O caso da Tríplice Fronteira, entre Argentina, Brasil e Paraguai, expõe as complexidades do crime organizado na América do Sul, onde o contrabando, a lavagem de dinheiro, o tráfico de drogas e a corrupção convergem. Diante desses desafios, a cooperação internacional eficaz é uma ferramenta indispensável para deter redes criminosas que operam sem fronteiras.
🟦Plataforma regional
Com esse objetivo, Buenos Aires sediará a 1ª Reunião de Alto Nível da Estratégia Triângulos – Triângulo Sul nos dias 2 e XNUMX de julho., uma plataforma regional que busca fortalecer a coordenação entre os estados para enfrentar as economias ilícitas que afetam a região.
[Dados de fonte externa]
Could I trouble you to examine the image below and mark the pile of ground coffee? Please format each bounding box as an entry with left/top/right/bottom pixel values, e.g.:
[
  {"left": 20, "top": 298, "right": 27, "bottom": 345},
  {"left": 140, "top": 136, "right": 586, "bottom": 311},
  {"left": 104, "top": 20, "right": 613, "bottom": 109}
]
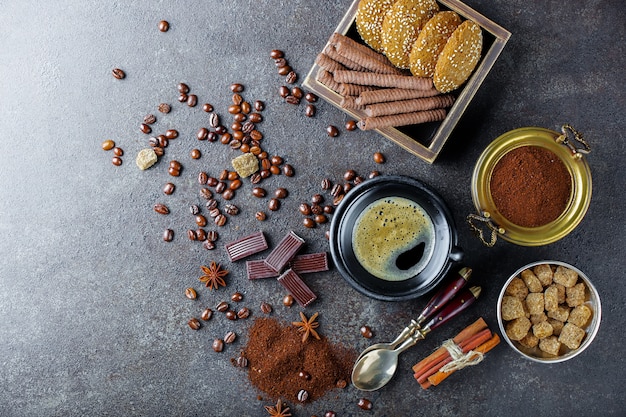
[{"left": 244, "top": 317, "right": 356, "bottom": 403}]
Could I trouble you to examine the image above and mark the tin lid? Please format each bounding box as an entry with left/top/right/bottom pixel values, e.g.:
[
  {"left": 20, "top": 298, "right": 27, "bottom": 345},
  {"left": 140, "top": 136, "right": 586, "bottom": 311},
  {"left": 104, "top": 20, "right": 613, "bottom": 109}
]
[{"left": 467, "top": 125, "right": 591, "bottom": 247}]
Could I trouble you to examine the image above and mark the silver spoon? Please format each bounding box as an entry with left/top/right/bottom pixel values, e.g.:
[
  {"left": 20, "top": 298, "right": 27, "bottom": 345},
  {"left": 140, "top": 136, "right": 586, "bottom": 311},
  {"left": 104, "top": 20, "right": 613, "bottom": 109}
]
[
  {"left": 355, "top": 267, "right": 472, "bottom": 362},
  {"left": 352, "top": 287, "right": 481, "bottom": 391}
]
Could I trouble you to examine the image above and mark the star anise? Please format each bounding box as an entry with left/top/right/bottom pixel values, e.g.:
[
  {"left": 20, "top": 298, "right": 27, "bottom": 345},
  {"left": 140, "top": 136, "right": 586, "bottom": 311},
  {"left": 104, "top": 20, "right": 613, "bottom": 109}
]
[
  {"left": 198, "top": 262, "right": 228, "bottom": 289},
  {"left": 291, "top": 312, "right": 320, "bottom": 343},
  {"left": 265, "top": 398, "right": 291, "bottom": 417}
]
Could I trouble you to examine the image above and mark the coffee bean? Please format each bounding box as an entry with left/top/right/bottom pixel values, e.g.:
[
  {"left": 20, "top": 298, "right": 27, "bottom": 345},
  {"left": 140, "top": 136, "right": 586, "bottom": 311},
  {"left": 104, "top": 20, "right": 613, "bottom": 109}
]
[
  {"left": 357, "top": 398, "right": 372, "bottom": 410},
  {"left": 176, "top": 83, "right": 189, "bottom": 94},
  {"left": 281, "top": 71, "right": 298, "bottom": 84},
  {"left": 237, "top": 307, "right": 250, "bottom": 319},
  {"left": 261, "top": 301, "right": 272, "bottom": 314},
  {"left": 283, "top": 294, "right": 294, "bottom": 307},
  {"left": 154, "top": 203, "right": 170, "bottom": 214},
  {"left": 270, "top": 49, "right": 285, "bottom": 59},
  {"left": 274, "top": 187, "right": 289, "bottom": 199},
  {"left": 267, "top": 198, "right": 280, "bottom": 211},
  {"left": 359, "top": 326, "right": 374, "bottom": 339},
  {"left": 185, "top": 288, "right": 198, "bottom": 300},
  {"left": 215, "top": 214, "right": 226, "bottom": 227},
  {"left": 252, "top": 187, "right": 267, "bottom": 198},
  {"left": 211, "top": 339, "right": 224, "bottom": 352},
  {"left": 196, "top": 214, "right": 206, "bottom": 228},
  {"left": 326, "top": 125, "right": 339, "bottom": 138},
  {"left": 111, "top": 68, "right": 126, "bottom": 80},
  {"left": 139, "top": 123, "right": 152, "bottom": 135},
  {"left": 157, "top": 103, "right": 172, "bottom": 114},
  {"left": 224, "top": 332, "right": 237, "bottom": 344},
  {"left": 283, "top": 164, "right": 295, "bottom": 177},
  {"left": 297, "top": 389, "right": 309, "bottom": 403},
  {"left": 200, "top": 308, "right": 213, "bottom": 321},
  {"left": 102, "top": 139, "right": 115, "bottom": 151},
  {"left": 143, "top": 114, "right": 156, "bottom": 125},
  {"left": 187, "top": 317, "right": 201, "bottom": 330}
]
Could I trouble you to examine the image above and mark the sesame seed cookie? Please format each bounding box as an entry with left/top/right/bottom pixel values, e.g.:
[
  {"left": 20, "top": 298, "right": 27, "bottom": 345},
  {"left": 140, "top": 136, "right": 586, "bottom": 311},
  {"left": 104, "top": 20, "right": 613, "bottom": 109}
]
[
  {"left": 433, "top": 20, "right": 483, "bottom": 93},
  {"left": 409, "top": 11, "right": 461, "bottom": 77},
  {"left": 381, "top": 0, "right": 439, "bottom": 68},
  {"left": 355, "top": 0, "right": 396, "bottom": 52}
]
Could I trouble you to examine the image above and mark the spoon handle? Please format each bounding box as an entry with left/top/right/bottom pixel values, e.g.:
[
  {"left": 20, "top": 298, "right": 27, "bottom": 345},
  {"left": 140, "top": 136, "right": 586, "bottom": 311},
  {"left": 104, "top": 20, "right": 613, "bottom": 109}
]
[
  {"left": 417, "top": 267, "right": 472, "bottom": 323},
  {"left": 423, "top": 287, "right": 481, "bottom": 333}
]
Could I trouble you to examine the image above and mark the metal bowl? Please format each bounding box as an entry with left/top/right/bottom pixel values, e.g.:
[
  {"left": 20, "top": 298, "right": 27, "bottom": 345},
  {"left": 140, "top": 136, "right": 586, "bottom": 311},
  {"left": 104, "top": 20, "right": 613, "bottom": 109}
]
[
  {"left": 330, "top": 176, "right": 463, "bottom": 301},
  {"left": 497, "top": 261, "right": 602, "bottom": 363}
]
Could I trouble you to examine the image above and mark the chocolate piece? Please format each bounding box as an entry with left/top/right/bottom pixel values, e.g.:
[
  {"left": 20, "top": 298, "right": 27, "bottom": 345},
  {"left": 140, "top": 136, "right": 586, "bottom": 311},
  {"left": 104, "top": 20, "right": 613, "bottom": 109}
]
[
  {"left": 289, "top": 252, "right": 328, "bottom": 274},
  {"left": 265, "top": 231, "right": 304, "bottom": 273},
  {"left": 246, "top": 259, "right": 279, "bottom": 279},
  {"left": 278, "top": 269, "right": 317, "bottom": 307},
  {"left": 225, "top": 232, "right": 268, "bottom": 262}
]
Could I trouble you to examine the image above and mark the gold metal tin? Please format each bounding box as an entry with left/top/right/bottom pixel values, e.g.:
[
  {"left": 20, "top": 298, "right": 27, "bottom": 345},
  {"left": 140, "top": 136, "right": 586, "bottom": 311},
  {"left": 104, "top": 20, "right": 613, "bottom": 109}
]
[
  {"left": 468, "top": 126, "right": 591, "bottom": 246},
  {"left": 303, "top": 0, "right": 511, "bottom": 163}
]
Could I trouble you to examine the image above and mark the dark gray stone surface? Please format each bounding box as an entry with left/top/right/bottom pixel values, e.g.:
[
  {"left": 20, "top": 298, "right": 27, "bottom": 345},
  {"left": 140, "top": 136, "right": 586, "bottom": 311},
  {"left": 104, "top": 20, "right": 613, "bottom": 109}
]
[{"left": 0, "top": 0, "right": 626, "bottom": 416}]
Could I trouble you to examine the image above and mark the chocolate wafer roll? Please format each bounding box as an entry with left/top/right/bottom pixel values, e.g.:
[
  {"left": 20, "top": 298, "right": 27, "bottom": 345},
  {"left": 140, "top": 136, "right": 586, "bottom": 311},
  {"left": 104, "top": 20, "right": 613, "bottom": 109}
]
[
  {"left": 315, "top": 52, "right": 346, "bottom": 72},
  {"left": 355, "top": 94, "right": 454, "bottom": 117},
  {"left": 356, "top": 88, "right": 439, "bottom": 106},
  {"left": 323, "top": 44, "right": 368, "bottom": 71},
  {"left": 331, "top": 34, "right": 402, "bottom": 74},
  {"left": 357, "top": 109, "right": 447, "bottom": 130},
  {"left": 315, "top": 69, "right": 340, "bottom": 93},
  {"left": 333, "top": 70, "right": 433, "bottom": 90}
]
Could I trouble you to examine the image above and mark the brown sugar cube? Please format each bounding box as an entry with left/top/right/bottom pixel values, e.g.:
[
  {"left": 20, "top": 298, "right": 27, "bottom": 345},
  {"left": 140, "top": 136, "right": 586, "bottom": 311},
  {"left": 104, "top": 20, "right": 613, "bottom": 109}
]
[
  {"left": 539, "top": 336, "right": 561, "bottom": 356},
  {"left": 548, "top": 306, "right": 570, "bottom": 323},
  {"left": 567, "top": 304, "right": 591, "bottom": 327},
  {"left": 501, "top": 295, "right": 526, "bottom": 321},
  {"left": 526, "top": 292, "right": 544, "bottom": 315},
  {"left": 565, "top": 282, "right": 586, "bottom": 307},
  {"left": 553, "top": 265, "right": 578, "bottom": 288},
  {"left": 521, "top": 269, "right": 543, "bottom": 292},
  {"left": 533, "top": 320, "right": 554, "bottom": 339},
  {"left": 543, "top": 285, "right": 559, "bottom": 311},
  {"left": 548, "top": 318, "right": 565, "bottom": 336},
  {"left": 533, "top": 264, "right": 554, "bottom": 287},
  {"left": 504, "top": 277, "right": 528, "bottom": 300},
  {"left": 559, "top": 323, "right": 585, "bottom": 349},
  {"left": 530, "top": 312, "right": 548, "bottom": 324},
  {"left": 505, "top": 317, "right": 531, "bottom": 340},
  {"left": 519, "top": 332, "right": 539, "bottom": 348}
]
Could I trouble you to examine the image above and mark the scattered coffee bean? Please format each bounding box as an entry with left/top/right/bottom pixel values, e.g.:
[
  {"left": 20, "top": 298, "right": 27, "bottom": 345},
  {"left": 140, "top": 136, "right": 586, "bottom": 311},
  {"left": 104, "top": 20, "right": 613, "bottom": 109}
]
[
  {"left": 154, "top": 203, "right": 170, "bottom": 214},
  {"left": 357, "top": 398, "right": 372, "bottom": 410},
  {"left": 211, "top": 339, "right": 224, "bottom": 352},
  {"left": 187, "top": 317, "right": 201, "bottom": 330},
  {"left": 111, "top": 68, "right": 126, "bottom": 80},
  {"left": 297, "top": 389, "right": 309, "bottom": 403},
  {"left": 283, "top": 294, "right": 294, "bottom": 307},
  {"left": 359, "top": 326, "right": 374, "bottom": 339},
  {"left": 185, "top": 288, "right": 198, "bottom": 300},
  {"left": 237, "top": 307, "right": 250, "bottom": 319},
  {"left": 261, "top": 301, "right": 272, "bottom": 314},
  {"left": 200, "top": 308, "right": 213, "bottom": 321},
  {"left": 157, "top": 103, "right": 172, "bottom": 114},
  {"left": 224, "top": 331, "right": 237, "bottom": 344}
]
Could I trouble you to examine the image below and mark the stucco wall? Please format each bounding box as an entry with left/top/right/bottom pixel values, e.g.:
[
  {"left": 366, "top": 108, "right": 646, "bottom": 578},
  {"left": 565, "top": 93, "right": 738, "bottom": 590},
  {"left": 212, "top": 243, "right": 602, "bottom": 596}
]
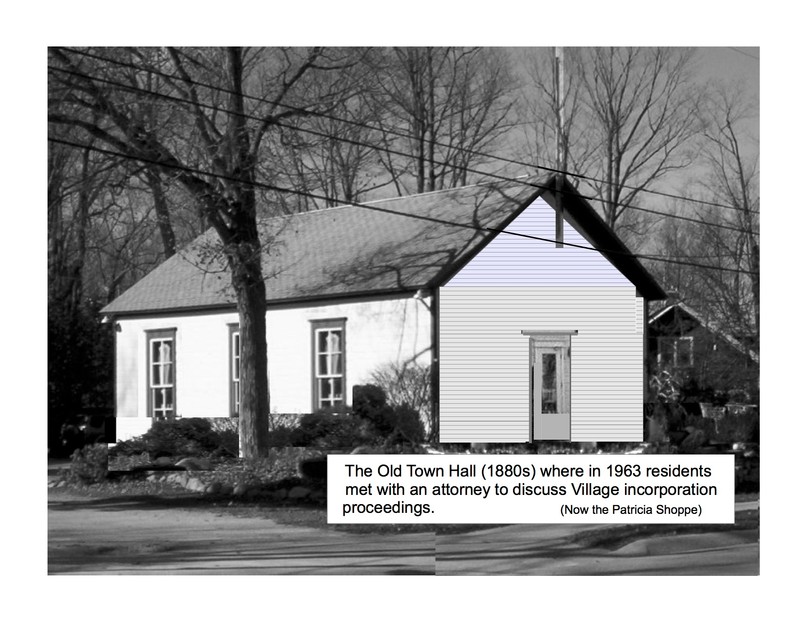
[{"left": 116, "top": 298, "right": 430, "bottom": 437}]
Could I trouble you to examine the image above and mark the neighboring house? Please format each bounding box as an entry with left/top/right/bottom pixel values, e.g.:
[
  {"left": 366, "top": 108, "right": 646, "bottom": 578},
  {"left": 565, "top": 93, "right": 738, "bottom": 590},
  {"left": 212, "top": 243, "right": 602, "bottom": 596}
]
[
  {"left": 103, "top": 176, "right": 665, "bottom": 442},
  {"left": 648, "top": 302, "right": 759, "bottom": 403}
]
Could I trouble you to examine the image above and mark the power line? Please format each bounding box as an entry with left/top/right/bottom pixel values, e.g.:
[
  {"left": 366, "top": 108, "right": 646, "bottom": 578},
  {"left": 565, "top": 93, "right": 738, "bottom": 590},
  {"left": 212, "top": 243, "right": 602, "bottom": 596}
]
[
  {"left": 50, "top": 48, "right": 756, "bottom": 216},
  {"left": 728, "top": 47, "right": 761, "bottom": 62},
  {"left": 48, "top": 137, "right": 755, "bottom": 275},
  {"left": 49, "top": 61, "right": 759, "bottom": 235}
]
Convocado pelo Ministério da Segurança Nacional, o Departamento contra o Crime Organizado Transnacional (DDOT) da OEA e a organização Strategos BIPO evento reunirá autoridades de mais de dez países sul-americanos e de outras regiões, incluindo representantes de alfândegas, promotorias, forças de segurança e inteligência financeira.
Durante a reunião, a Organização dos Estados Americanos (OEA) reafirmará seu compromisso com o combate ao crime organizado transnacional, um fenômeno alimentado por lacunas regulatórias, fragilidade institucional e esforços estatais fragmentados.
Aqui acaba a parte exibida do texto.